The employed method is then chosen by minimizing the wind speed residual squared error, where residual $R$ is defined as [102]:

$$R={\displaystyle \sum }_{i=1}^N{\left[V_i-V\left(z_i\right)\right]}^2$$

(17)

where $V\left(z_i\right)$ is the wind speed calculated by each of the four equations. By setting the partial derivative of $R$ with respect to $\alpha$ from (13) and $z_0$ from (14) to zero, and solving for ${\alpha }^{LS}$ and $\ln \left(z_0^{LS}\right)$, the following formulae apply [102]:

$${\alpha }^{LS}=\frac{{{\displaystyle \sum }}_{i=1}^N\ln \left(\frac{V_i}{V_R}\right)\ln \left(\frac{z_i}{z_R}\right)}{{{\displaystyle \sum }}_{i=1}^N\ln {\left(\frac{z_i}{z_R}\right)}^2}$$

(18)

$$\ln \left(z_0^{LS}\right)=\frac{V_R\{{{\displaystyle \sum }}_{i=1}^N{\left[\ln \left(z_i\right)\right]}^2-\ln \left(z_R\right){{\displaystyle \sum }}_{i=1}^N\ln \left(z_i\right)\}-\ln \left(z_R\right){{\displaystyle \sum }}_{i=1}^N\left(V_i\ln \left(\frac{z_i}{z_R}\right)\right)}{\left\{V_R{{\displaystyle \sum }}_{i=1}^N\ln \left(z_i\right)-{{\displaystyle \sum }}_{i=1}^N\left[V_i\ln \left(\frac{z_i}{z_R}\right)\right]-N{V}_R\ln \left(z_i\right)\right\}}$$

(19)

The four fitting parameters and their respective residuals are calculated for each hour. The best fitting parameter, which minimizes the residual, then determines the wind speed at hub height according to their respective equation [102].

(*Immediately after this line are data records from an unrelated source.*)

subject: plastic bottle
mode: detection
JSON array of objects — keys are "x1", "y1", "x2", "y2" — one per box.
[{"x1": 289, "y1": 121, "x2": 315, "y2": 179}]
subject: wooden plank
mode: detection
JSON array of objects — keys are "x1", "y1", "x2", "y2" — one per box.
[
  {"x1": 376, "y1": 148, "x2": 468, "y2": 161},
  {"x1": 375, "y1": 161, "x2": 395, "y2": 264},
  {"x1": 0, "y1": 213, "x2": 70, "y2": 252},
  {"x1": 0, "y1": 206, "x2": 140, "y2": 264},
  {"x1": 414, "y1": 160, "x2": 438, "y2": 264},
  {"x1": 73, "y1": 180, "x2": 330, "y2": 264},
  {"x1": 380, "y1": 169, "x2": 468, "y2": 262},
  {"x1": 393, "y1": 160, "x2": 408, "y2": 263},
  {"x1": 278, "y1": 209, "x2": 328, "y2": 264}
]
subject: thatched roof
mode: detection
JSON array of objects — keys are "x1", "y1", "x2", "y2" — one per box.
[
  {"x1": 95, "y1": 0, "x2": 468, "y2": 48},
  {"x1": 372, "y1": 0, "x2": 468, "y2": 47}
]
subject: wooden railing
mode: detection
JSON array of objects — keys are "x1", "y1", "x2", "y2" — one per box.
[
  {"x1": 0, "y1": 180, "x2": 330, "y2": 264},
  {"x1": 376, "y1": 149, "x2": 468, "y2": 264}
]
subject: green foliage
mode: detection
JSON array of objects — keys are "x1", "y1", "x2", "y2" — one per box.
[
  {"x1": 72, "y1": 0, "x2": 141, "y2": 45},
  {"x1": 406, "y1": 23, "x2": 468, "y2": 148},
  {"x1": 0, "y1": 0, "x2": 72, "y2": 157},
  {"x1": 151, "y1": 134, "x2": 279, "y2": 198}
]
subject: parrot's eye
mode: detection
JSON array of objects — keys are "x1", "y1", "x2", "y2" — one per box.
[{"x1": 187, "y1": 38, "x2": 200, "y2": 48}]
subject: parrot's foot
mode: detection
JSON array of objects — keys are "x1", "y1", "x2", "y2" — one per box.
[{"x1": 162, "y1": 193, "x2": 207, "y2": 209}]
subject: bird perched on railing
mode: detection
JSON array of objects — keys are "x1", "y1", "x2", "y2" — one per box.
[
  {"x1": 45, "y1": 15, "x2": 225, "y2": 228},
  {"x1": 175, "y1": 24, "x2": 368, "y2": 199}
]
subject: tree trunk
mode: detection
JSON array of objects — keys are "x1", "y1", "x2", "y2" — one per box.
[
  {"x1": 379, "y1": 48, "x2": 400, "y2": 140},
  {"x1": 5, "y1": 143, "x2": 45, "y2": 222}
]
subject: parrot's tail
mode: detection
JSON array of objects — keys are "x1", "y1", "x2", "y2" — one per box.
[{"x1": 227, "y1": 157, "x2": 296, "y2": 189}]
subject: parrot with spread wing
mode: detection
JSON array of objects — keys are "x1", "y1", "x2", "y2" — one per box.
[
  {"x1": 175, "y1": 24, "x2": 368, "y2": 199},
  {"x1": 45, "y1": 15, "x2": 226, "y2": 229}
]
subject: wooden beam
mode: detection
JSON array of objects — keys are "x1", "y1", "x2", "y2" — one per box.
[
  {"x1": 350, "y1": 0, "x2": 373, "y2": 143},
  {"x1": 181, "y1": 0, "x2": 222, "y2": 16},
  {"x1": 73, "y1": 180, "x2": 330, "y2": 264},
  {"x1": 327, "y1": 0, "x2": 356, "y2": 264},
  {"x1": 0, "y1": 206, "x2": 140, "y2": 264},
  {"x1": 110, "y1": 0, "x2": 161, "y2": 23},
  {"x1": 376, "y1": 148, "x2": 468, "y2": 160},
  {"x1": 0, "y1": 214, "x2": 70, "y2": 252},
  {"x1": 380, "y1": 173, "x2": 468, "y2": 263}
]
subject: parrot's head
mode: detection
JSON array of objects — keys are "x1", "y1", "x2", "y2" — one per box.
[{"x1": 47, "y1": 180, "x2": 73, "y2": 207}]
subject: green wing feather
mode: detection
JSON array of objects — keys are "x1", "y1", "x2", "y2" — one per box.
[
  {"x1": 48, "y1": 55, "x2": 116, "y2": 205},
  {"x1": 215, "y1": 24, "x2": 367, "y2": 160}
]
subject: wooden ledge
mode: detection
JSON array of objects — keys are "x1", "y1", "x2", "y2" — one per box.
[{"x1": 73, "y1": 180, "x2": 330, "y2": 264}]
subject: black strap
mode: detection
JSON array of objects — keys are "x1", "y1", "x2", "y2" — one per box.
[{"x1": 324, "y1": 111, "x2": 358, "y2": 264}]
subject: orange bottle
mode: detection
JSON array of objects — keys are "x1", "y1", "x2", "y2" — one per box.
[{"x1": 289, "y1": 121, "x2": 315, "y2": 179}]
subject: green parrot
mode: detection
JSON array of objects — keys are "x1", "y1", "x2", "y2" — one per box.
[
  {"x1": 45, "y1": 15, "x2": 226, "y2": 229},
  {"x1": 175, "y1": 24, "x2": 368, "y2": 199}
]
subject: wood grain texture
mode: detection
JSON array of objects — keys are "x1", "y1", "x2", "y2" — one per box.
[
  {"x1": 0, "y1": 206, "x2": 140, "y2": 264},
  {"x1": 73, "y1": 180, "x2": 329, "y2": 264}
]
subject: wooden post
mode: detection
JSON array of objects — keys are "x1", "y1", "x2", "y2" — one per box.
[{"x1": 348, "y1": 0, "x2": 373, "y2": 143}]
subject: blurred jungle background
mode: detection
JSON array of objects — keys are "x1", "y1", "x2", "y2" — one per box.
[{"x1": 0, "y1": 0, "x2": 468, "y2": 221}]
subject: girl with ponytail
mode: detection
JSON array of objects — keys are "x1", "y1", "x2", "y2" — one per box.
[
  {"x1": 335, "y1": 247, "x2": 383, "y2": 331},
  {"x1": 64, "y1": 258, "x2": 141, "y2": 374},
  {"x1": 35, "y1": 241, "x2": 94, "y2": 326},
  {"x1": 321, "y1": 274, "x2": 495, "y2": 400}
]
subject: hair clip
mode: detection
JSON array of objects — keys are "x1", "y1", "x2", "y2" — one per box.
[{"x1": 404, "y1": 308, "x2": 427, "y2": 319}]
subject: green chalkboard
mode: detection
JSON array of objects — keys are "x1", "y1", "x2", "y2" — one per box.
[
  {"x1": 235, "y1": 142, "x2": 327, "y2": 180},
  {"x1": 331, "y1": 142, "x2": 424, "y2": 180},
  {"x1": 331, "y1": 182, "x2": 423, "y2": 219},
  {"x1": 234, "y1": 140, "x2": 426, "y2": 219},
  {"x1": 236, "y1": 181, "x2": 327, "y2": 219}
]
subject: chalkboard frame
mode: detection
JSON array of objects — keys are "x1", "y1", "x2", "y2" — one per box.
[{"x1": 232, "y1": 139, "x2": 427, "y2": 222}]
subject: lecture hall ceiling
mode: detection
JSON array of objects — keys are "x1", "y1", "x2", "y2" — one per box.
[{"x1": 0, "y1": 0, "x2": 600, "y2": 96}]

4.2. Wind Generation Calculation

The wind speed at hub height can then be used to calculate a generation value using a given turbine technology’s power curve. GRETA includes a range of currently available wind turbine technologies, as well as a user interface for entering a power curve of choice. The wind power production is dependent on the air density at hub height ($\rho )$, which is calculated at surface height directly using MERRA parameters and the equation of state formula. The change in air pressure from the surface to hub height is then calculated iteratively using the vertical fluid pressure formula, and applying the typical temperature variation of 6 K per kilometer of height.

5. Conclusions

To facilitate a wide variety of wind and solar PV assessments by researchers and practitioners alike, we have developed GRETA, a web tool that can be used to calculate historical hourly wind and solar generation time series data. GRETA, is currently freely available at the following URL: energy.utoronto.ca/GRETA. The downloadable comma-separated values (CSV) format data files vary in size depending on the job request, and require a CSV-reading software to access. The key equations used to create these wind and solar PV generation time series datasets are herein summarized. GRETA implements these formulations on publicly available data, while providing users with the ability to create their own datasets with their own input parameters. Compared to existing wind and solar resource datasets, the current approach has the advantages of being free, with hourly temporal resolution, global spatial coverage, explicit modelling algorithms, with convenient visualization and data download.